Implicit Context Revisited: Genesis and Sports Analogies!

I got this note from a friend, and am posting it with permission. I’ve edited slightly for identity and readability. I don’t really do sports analogies. While I am very active in several things, I don’t follow any teams or watch any sports. Everything below is from my friend, until the very end.

Thought you’d appreciate hearing how I leveraged some of your Genesis materials in my 11-12 year old Sunday school class today.

We’re in Texas, so I figured a football analogy would be a great way to start. I asked the kids (I think I had 14 today, 7 boys and 7 girls, and about 6th grade…)

if I told you that the cowboys defeated the giants, what would you understand from just that sentence?

They immediately picked up that I was talking about an NFL football game, that the two teams were from Dallas and New York, and that one team had won the game while the other had lost. I pointed out that there was an AWFUL lot of extra context that they UNDERSTOOD just from my referencing two specific nouns: cowboys and giants…

I then said “what if I changed it and said the giants defeated the rangers?”

“Oh, now you’re talking about baseball…and the two teams are from San Francisco and…(Dallas) Texas”

“OK good.

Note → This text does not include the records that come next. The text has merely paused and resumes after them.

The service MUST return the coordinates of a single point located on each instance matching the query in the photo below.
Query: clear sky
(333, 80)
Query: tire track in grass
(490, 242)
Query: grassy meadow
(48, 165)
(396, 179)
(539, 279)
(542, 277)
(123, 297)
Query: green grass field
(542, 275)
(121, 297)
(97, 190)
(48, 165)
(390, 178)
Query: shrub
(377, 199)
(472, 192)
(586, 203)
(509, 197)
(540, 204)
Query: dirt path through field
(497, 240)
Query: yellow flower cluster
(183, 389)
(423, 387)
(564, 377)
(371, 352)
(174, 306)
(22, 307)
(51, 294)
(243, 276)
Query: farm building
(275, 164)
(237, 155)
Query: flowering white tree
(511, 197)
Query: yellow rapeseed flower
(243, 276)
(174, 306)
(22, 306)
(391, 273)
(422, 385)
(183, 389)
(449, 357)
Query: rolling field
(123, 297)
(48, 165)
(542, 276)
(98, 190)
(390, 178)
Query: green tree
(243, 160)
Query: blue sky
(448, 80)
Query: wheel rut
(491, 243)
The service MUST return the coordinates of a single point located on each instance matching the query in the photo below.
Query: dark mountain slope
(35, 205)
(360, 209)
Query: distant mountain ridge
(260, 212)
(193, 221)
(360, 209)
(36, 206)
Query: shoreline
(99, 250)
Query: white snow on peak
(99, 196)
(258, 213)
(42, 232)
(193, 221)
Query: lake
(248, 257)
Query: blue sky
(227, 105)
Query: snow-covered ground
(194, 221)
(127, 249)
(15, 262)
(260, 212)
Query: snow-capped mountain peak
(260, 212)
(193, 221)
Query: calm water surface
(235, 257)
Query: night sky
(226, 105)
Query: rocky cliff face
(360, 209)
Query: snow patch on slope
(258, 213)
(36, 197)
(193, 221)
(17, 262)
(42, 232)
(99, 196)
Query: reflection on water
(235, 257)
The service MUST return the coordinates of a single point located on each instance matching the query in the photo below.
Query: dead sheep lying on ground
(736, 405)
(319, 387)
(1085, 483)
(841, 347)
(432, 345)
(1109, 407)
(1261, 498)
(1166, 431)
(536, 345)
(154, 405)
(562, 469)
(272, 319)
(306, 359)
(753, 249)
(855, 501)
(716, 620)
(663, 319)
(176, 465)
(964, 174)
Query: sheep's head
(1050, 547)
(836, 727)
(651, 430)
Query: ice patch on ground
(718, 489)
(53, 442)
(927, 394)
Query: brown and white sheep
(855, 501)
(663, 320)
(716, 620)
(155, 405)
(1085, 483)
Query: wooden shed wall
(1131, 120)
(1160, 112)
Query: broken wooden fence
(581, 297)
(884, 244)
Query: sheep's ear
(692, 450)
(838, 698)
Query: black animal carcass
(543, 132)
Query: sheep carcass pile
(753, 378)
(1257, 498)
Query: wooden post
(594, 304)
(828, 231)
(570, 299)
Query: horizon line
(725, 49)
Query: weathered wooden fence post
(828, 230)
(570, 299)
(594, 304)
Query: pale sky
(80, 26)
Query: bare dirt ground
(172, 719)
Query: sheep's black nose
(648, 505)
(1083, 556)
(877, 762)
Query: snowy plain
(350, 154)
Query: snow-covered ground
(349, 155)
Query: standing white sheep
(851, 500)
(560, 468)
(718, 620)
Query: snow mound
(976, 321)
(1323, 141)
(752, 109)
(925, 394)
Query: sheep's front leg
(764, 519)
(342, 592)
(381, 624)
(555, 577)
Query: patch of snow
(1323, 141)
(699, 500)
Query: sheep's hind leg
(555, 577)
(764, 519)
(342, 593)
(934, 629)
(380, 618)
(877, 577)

Now I want to imagine that you are living 150 or 200 years ago. Football and baseball have not been invented yet. In fact, sports as a pastime barely exists, and even then it is mostly just for gangs and lower classes in the biggest cities. You live in this same area of what is now Texas, which at the time was either a part of Mexico or an independent nation (depending how far back you choose to go in your time machine) and I’ve just told you one of those exact same sentences about the cowboys defeating the giants or the giants defeating the rangers…how do you think you’d understand my meaning now?”

“Well, we probably would either not know what you were talking about, or we’d think you were talking about really big people and maybe the actual real-life Texas Rangers…”

OK – good, so you see that context matters, and some of that context is not even in the text of the words in question: in the present day, you AUTOMATICALLY understood whether I was talking about NFL or MLB just from the team names, but those nouns also have other historical meanings that we might recognize if we’ve studied enough history or seen enough TV shows.

Now – here’s the important point as it relates to Noah and the Flood or the Tower of Babel story: when it comes to us reading those stories in the 21st century, we are the ones who do not have all the right context for what the authors of those stories understood when they wrote about flood waters covering “all the earth” or building a tower “to reach heaven” or about it raining “forty days and forty nights”…

Lightbulbs started going off at various points during the above…and then the questions started coming down like rain “so does that mean it DIDN’T rain 40 days and 40 nights?” (Unimportant – what’s important is that the author(s) were trying to convey “it was a lot of rain for a long time”)…”so does that mean the earth WASN’T created in seven days?” (Also unimportant – what’s important is that the author(s) were trying to convey “seven is a number that indicates completeness, and unlike the other Creation stories that the neighboring cultures to the ancient Israelites, the Genesis Creation stories show that God said His Creation was “good” and even “very good”)…. I just presented them with some additional tools to be able to read ancient texts without having to ONLY read them as if they were literal science textbooks so that when they get to high school and college they don’t lose their testimonies…”😇

Ben adds, I think it’s really important in Church classes and seminary not only that we teach the doctrine, but we also give students intellectual and spiritual tools to tackle scripture and history. In the case of Seminary, some of these students will go directly from their senior year of high school directly to the mission field, where they will essentially be on their own.

3 Comments

  1. A shining example of teaching how to read and think about scripture intelligently!

  2. The merits of watching sports on TV is highly overrated. Playing sports is healthy.

  3. Except for the timing of the invention of baseball and the history of the Republic of Texas, this is great. The first professional baseball game was played by the Cincinnati Red Stockings in May 1869, which was almost 153 years ago. They beat their cross-town rivals, the Great Western Base Ball Club of Cincinnati in a squeaker, 45-9. There were news reports about baseball being a “mania” at least 20 years before then, and soldiers on both sides during the Civil War played baseball as a diversion.

    And the Republic of Texas existed from 1836 until it was admitted to the Union as a state in 1846.

    All that aside, it is amusing to think of a battle between giants and cowboys stripped of the context of modern sports teams. And for some of us it’s always good news when anybody beats the Cowboys. Your friend’s mileage in his Texas Sunday School may differ.